Le prochain tome, on vous l’annonce en exclu intergalactique (j’en fais trop ?), s’appellera Atlantide« . Mais on ne l’attaquera qu’en janvier prochain, on finit d’abord ce tome 4 pour Noël, même si on met déjà en place divers éléments des prochains tomes en amont.
Pourquoi auto-éditer tes projets ? N’as-tu jamais eu envie de tenter
l’édition ?
Eh bien jusque là, sur mes premières BD, je faisais mes armes, mes classes (je finis la 5ème année, je suis en master, là, un truc comme ça). Je travaillais mon dessin, ma narration et j’ai commencé à proposer mes projets à des éditeurs depuis cette année. Il y a L’Ogre sur une histoire de Jérémy Bouquin qui doit sortir chez Scutella Editions, même si ça a prit un peu de retard de parution, puis on verra par la suite, au hasard des rencontres.
Juste des feuilles, de l’encre et du temps… Beaucoup de temps.
Mon but premier est de me faire plaisir et l’autoédition permet de partager ce qu’on fait en toute liberté. Le but pour moi n’est pas de devenir riche et c’est bien pour ça que j’ai décidé de faire de la BD (rire). J’avais hésité à 18 ans entre une école de cinéma et une école de BD, la vie m’a ramené sur le rivage de la bande dessinée qui a le gros avantage de ne nécessiter aucun budget pour réaliser son projet… Juste des feuilles, de l’encre et du temps… Beaucoup de temps.

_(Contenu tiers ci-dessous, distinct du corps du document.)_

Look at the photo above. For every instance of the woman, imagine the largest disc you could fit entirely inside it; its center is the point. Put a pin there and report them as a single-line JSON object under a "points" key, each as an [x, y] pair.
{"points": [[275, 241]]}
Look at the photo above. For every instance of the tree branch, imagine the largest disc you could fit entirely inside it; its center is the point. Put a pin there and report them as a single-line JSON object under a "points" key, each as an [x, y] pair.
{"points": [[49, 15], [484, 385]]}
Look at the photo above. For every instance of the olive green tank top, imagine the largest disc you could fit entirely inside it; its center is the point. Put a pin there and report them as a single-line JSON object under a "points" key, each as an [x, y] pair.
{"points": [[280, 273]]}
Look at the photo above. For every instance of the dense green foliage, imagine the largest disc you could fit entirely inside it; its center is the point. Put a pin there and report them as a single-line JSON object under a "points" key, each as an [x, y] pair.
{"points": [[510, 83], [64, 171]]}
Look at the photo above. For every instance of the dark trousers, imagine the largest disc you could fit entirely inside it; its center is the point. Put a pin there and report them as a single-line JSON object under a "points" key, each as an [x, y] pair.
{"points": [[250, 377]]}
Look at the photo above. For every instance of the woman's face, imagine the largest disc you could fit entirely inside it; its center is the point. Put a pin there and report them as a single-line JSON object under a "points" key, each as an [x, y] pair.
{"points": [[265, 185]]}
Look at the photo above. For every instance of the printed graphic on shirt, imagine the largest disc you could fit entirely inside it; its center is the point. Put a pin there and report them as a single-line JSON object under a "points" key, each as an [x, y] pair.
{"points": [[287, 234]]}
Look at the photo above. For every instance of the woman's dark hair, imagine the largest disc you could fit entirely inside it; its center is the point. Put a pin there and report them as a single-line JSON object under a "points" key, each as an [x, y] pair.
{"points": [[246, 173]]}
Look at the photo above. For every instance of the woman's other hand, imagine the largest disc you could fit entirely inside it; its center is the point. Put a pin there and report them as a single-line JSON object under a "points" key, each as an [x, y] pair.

Comment trouves-tu le temps pour développer deux projets pareils en
même temps ?
Sans le faire exprès, je t’ai refait une transition de haut vol. Tu devrais m’interviewer plus souvent…
En réalité, j’en développe plus, mais c’est vrai que j’essaie de me limiter à deux principaux à la fois pour lesquels je consacre plus de temps. Je dois passer entre 60 et 70h au moins à travailler par semaine, ça permet de faire pas mal de choses, mais bien sûr, je suis toujours un peu en retard. C’est en tout cas plus agréable d’alterner entre plusieurs projets, ça aère. C’est Moebius, sans comparaison aucune, qui disait que pour se changer du dessin, il dessinait… autre chose.
Peux-tu nous expliquer comment tu travailles ?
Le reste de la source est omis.